Nowadays, as the application of network technology becomes popular, people can share data with friends over the ubiquitous networks. Take the web photo album for example, one can upload photos to be shared with others to a network server and anyone who is interested in the photos can appoint and see the photos. To see a photo, the image display system may need to transmit, decode, and display the photo file. The approaches for displaying photos in the web photo album can be displaying a photo that is individually appointed one at a time or displaying photos that are appointed as a group one after another. When the photos on the network server are sequentially displayed, observers can view the pictures more smoothly if the photos are displayed at an interval of a constant period such as every 5 seconds. However, it is quite frequent that the display delays for the reason that the transmission of the photo files takes too long time or the decoding of the photo files are too time-consuming.
Generally speaking, two main factors may influence image display on an image display system—one is the total processing time Ttotal of the images and the other is the quality of the images, and there is a trade-off between these two factors. When the total processing time Ttotal needs to be kept within a certain range such as a short, constant interval, the quality of the images may need to be degraded. For example, the files of the images are lossily compressed, the resolution of the images is reduced, or the parameters of the quality of the images are decreased. When the quality of the images needs to be maintained above a certain level, the total processing time of the images may need to be extended. For example, the transmitting time of large image files is increased, or the decoding time of high-quality images is prolonged. The total processing time Ttotal of an image includes image transmitting time Tt, image decoding time Td and image display time Tr. The image transmitting time Tt, from transmitting an image request till receiving an image, mainly comprises the time for transmitting a request over a network and the time for transmitting a reply image over the network, among which transmitting the reply image is the most time-consuming. When the bandwidth of the network has little variation during a short period or the network is a network with a quality of service (QoS), the most crucial factor for determining the image transmitting time Tt is the size of the image file. The image decoding time Td is a period needed for decoding the image before the image is displayed, and is corresponding to the size of the image file and the parameters of the image, e.g., formats, resolution, and compression parameters of the image. The image display time Tr is a period after the image is decoded till the image is displayed. When the total processing time Ttotal is calculated, the image display time Tr is so small, compared to the image transmitting time Tt and the image decoding time Td, that Tr can be neglected.
FIG. 1 and FIG. 2 show the timing diagrams of two conventional methods for displaying images at a constant interval. FIG. 1 shows a method using a single buffer, and FIG. 2 shows a method using double buffers. In FIG. 1, TdN represents the decoding time of the Nth image, TtN represents the transmitting time of the Nth image, and tN represents the display time point of the Nth image.
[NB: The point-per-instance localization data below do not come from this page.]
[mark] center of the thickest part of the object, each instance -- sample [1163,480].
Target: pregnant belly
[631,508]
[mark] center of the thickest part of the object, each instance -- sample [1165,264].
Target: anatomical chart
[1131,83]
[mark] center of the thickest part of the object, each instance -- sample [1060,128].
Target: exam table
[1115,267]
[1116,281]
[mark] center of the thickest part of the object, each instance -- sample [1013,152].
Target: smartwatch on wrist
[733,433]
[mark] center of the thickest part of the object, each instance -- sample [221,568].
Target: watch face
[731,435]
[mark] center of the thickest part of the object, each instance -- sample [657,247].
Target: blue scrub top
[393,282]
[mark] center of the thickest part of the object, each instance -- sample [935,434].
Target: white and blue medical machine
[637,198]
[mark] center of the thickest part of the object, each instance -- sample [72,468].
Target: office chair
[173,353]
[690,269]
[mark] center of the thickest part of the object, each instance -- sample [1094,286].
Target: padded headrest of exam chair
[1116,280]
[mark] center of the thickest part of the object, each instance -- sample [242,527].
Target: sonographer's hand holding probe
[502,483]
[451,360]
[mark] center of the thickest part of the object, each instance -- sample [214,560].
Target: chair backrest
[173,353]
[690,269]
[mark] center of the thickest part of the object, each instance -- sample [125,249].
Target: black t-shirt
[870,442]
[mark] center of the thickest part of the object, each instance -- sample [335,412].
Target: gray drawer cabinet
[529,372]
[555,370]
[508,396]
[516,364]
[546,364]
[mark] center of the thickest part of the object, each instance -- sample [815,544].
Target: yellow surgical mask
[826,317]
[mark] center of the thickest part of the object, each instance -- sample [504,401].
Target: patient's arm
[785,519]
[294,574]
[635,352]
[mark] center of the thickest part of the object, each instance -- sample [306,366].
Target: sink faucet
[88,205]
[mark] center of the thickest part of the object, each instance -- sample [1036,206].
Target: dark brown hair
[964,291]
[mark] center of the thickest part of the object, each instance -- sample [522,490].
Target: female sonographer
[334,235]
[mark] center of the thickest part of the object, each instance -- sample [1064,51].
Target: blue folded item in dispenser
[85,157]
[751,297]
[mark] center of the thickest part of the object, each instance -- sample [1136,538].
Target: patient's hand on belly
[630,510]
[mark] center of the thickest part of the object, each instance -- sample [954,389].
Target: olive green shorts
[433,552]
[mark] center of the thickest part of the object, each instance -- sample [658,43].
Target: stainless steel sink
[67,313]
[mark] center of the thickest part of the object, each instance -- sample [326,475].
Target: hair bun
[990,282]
Displaying images at a constant interval means that the display time point of a current image is expected to equal to the summation of the display time point of the previous image and the constant interval. Referring to FIG. 1, the summation of Tt1 and Td1 is smaller than the constant interval. That is, the transmitting time of image 1 added to the decoding time of image 1 is smaller than a predetermined constant interval, so that image 1 can be displayed at the intended display time point t1 of the image. On the contrary, the summation of Tt2 and Td2 is greater than the constant interval. That is, the transmitting time of image 2 added to the decoding time of image 2 is greater than the predetermined constant interval, so that image 2 cannot help but be displayed after the intended display time point of the image. In FIG. 2, two buffers are applied to simultaneously transmit and decode images by overlapping transmitting time and decoding time in parallel, so as to increase the efficiency of the image display system. Symbols TdN, TtN and tN in FIG. 2 are the same of those of FIG. 1, and they shall not be further described for brevity. Referring to FIG. 2, while image 0 is decoded on buffer 0, image 1 is concurrently transmitted to buffer 1. Similarly, while image 1 is decoded on buffer 1, image 2 is simultaneously transmitted to buffer 0. The method in FIG. 2 has better throughput than the method in FIG. 1; however, an additional buffer is needed for the method in FIG. 2. Furthermore, regardless of which of the methods in FIG. 1 or FIG. 2 is applied, when transmission or decoding of the image files gets too time-consuming, a result that the display time of an image exceeds a predetermined display time point is incurred. Therefore, it is an important subject of current image display field to provide a design capable of displaying images at a constant interval.